In a 2018 study carried out for the US Treasury, Nicolas Turner and Stephanie Riegg observed that on average, the revenue gap between those who attended a for-profit college and those with no higher education is statistically insignificant. This means that a large number of the courses provided by these institutions do not meet the needs of the economy. Based the definition of the OCDE, their investment in human capital is essentially non-existent.
It is thus important to ask why these institutions have had such significant success, quadrupling enrollment between 2002 and 2010 (from 382,600 to 1,590,000 students for bachelor's degrees or equivalent, and higher). Here are a few possible explanations:
They mainly target relatively vulnerable and poorly informed populations—African-Americans, low-income people, first-generation students (whose parents never went to university) – and bought their perceived legitimacy through advertising. For example, in 2012, Phoenix University was Google's number-one advertiser, spending nearly $400,000 per day.
They have benefited from the unwitting support of the US government, which grants federal loans almost systematically, without checking the level of human capital acquired by students. Banks would likely have been more cautious.
The Great Recession (2007-2009) created a counter-cyclical increase in the demand for education (job seekers needed to be better trained, given the drop in demand for workers and the drop in opportunity cost for undertaking studies), which gave these institutions a significant boost.
Over the last few years, numerous for-profit colleges have been taken to court for duplicitous and misleading practices. 98.6% of complaints received by the Department of Education concern for-profit institutions. Before it disappeared, the private group Corinthian Colleges was forced to pay a fine of $30 million for false advertising, in particular with regards to its claims about graduate jobs. The crisis in reputation and the counter-cyclical effect of the economic upturn led to a drop of 679,000 students enrolled in for-profit colleges, down 43% between 2010 and 2017. Over the same period, enrollments in public universities rose 11.7%, with a 6.2% increase for nonprofit private universities. The for-profit college bubble is illustrated by the changes in enrollment since 2002.

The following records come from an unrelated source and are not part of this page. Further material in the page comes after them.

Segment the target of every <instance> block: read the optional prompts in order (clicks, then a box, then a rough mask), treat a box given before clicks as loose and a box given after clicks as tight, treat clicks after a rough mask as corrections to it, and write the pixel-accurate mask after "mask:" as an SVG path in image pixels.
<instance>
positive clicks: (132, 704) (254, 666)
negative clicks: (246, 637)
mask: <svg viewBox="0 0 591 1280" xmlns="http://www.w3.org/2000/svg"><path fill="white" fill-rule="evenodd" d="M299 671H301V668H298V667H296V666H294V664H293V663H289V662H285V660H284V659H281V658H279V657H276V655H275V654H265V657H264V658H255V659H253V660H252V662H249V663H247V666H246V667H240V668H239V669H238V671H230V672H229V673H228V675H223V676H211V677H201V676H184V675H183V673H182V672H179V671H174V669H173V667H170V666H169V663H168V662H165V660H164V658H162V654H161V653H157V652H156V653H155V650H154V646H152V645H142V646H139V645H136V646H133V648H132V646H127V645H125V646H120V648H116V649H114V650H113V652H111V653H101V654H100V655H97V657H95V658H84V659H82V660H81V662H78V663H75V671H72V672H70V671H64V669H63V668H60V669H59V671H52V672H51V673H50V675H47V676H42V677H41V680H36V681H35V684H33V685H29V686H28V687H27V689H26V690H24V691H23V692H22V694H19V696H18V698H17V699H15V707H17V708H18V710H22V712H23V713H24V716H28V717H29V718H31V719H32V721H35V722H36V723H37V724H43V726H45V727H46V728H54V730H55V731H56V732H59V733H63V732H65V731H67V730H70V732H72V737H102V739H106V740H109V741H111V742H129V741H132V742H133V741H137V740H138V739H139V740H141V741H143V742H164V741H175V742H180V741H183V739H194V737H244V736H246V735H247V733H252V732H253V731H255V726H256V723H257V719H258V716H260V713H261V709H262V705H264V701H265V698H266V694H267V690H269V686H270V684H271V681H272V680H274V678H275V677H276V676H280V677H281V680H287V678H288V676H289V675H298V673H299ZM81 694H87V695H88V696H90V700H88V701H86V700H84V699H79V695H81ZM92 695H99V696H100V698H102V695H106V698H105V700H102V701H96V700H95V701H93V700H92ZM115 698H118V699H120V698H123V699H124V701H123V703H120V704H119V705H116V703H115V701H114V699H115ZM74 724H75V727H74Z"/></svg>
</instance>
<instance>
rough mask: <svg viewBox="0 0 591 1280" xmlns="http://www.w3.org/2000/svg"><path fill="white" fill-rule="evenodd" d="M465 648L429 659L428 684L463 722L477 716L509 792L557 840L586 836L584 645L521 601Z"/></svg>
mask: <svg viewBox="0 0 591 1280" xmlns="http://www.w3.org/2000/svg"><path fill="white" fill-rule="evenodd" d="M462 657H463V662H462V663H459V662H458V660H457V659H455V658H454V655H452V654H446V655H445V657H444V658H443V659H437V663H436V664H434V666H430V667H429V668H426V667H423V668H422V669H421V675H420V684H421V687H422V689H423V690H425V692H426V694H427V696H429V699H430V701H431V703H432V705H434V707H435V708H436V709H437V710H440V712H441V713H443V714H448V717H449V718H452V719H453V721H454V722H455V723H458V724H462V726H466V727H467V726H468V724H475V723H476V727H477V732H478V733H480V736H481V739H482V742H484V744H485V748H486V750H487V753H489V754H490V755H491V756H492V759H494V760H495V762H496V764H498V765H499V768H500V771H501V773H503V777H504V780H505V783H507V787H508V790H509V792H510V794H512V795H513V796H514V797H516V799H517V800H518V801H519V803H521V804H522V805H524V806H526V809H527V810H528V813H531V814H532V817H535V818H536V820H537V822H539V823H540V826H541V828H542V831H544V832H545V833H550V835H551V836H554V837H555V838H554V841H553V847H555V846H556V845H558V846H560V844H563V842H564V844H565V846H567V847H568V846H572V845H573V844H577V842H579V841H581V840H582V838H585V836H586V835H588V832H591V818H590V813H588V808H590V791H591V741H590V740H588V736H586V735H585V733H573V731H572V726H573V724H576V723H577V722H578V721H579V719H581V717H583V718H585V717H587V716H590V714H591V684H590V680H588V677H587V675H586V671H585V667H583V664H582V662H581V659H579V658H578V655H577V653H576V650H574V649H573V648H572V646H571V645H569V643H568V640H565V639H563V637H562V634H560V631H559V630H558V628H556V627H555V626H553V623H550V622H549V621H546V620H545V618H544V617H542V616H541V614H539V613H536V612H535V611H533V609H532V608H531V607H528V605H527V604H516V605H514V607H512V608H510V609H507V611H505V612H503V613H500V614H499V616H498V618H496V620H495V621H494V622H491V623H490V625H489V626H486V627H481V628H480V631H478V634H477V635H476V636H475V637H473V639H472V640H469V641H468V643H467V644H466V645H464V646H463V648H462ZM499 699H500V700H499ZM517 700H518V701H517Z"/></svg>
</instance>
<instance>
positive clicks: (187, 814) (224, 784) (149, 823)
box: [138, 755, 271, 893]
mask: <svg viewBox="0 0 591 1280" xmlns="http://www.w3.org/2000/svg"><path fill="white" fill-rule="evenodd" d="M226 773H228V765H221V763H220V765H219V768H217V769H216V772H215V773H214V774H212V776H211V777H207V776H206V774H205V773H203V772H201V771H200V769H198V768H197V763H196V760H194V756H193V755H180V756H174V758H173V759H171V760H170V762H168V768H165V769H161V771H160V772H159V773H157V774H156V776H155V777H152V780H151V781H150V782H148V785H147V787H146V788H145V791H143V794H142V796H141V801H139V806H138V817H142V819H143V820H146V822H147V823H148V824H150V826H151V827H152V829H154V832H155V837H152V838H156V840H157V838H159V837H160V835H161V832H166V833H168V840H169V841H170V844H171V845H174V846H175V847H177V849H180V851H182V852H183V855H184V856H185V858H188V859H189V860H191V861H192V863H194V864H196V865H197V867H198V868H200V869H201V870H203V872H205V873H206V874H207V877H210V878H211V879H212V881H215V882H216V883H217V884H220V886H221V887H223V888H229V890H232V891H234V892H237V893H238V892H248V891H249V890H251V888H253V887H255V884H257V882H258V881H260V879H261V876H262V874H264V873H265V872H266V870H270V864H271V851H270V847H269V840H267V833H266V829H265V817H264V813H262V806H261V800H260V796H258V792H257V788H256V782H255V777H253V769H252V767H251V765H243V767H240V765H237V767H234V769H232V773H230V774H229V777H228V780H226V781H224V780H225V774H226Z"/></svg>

Lastly, market logic indicates that there could well be a coming implosion for the for-profit sector in US higher education, similar to the subprime crisis. In both cases, loans were granted to vulnerable populations for untenable projects (either in education or real estate). The collapse of the for-profit sector should naturally resolve graduates' loan repayment problems, but this will take several years.
To prevent unscrupulous for-profit institutions from taking advantage of those who are most vulnerable, stricter regulations are required. In particular, the quality of courses and their relevance to market needs must be rigorously checked. Arne Duncan, education secretary under Barack Obama, wanted to curb the excesses of those he called "bad actors" (mainly for-profit institutions). But the system created for this purpose, the "Gainful Employment Rule", did not come into effect prior to Donald Trump's election. The current president has ensured the rule is not enforced.